Like isolation, network segmentation is also the core capability of network virtualization. A virtual network can support a multi-tiered network environment, where multiple L2 segments and L3 segments or a differential segment (microsegmentation) on a single L2 segment use distributed firewall rules. This could be a Web layer, application tier, and database layer. The physical firewall and access control lists provide a mature segmentation capability through the trust of the network security team and compliance audit. However, cloud data center confidence in this approach has been shaken, and more and more attacks, destruction and downtime are attributed to human error, outdated manual configuration of network security, and change in management processes.

In a virtual network, the network services configured with the workload are programmatically created and distributed to the hypervisor VSwitch. Network services, including L3 segmentation and firewalls, are enforced on virtual interfaces. Communication within a virtual network does not leave the virtual environment, eliminating the need to configure and maintain a physical network or firewall for network segmentation.

Advanced Security Services inserts, links, and turns

The Network virtualization platform provides the basic firewall capabilities to deliver segments within a virtual network. However, in some environments, you need more advanced network security features. At this point, customers can use the Network virtualization platform to distribute, enable and implement advanced network security services in the virtual network environment.

The Network virtualization platform distributes the network service to the vswitch, and forms a service logic pipeline suitable for the virtual network traffic. Third-party network services can be plugged into the logical pipeline, allowing physical or virtual services to be consumed in the logical pipeline.

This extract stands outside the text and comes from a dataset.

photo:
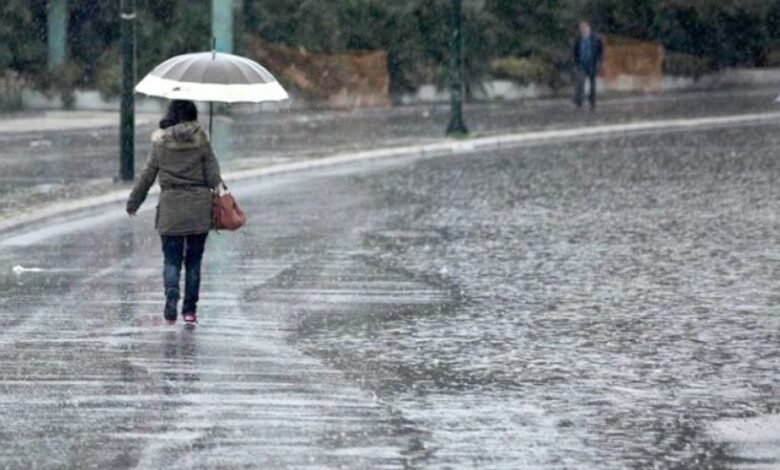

A powerful advantage of the network virtualization approach is its ability to build policies that take full advantage of service insertions, linking, and steering to drive service execution in the logical service pipeline, making it possible to coordinate completely unrelated network security services from multiple vendors.

A consistent security model across both physical and virtual infrastructures

Network Virtualization provides a platform that allows automatic configuration and context sharing across virtual and physical security platforms. Services that are traditionally deployed in a physical network environment are easy to configure and execute in a virtual network environment because they provide a consistent model of visibility and security, regardless of the application's physical or virtual workloads.

Traditionally, this level of network security will force network and security teams to choose between performance and functionality leverage the ability of the network virtualization platform to distribute and perform advanced functionality in the application's virtual interface, delivering the best performance and functionality at the same time.

The policy of infrastructure maintenance allows the workload to be placed and moved anywhere in the data center without human intervention. Pre-approved application security policies can be applied programmatically to implement self-service deployment of network security services, even for complex network security services.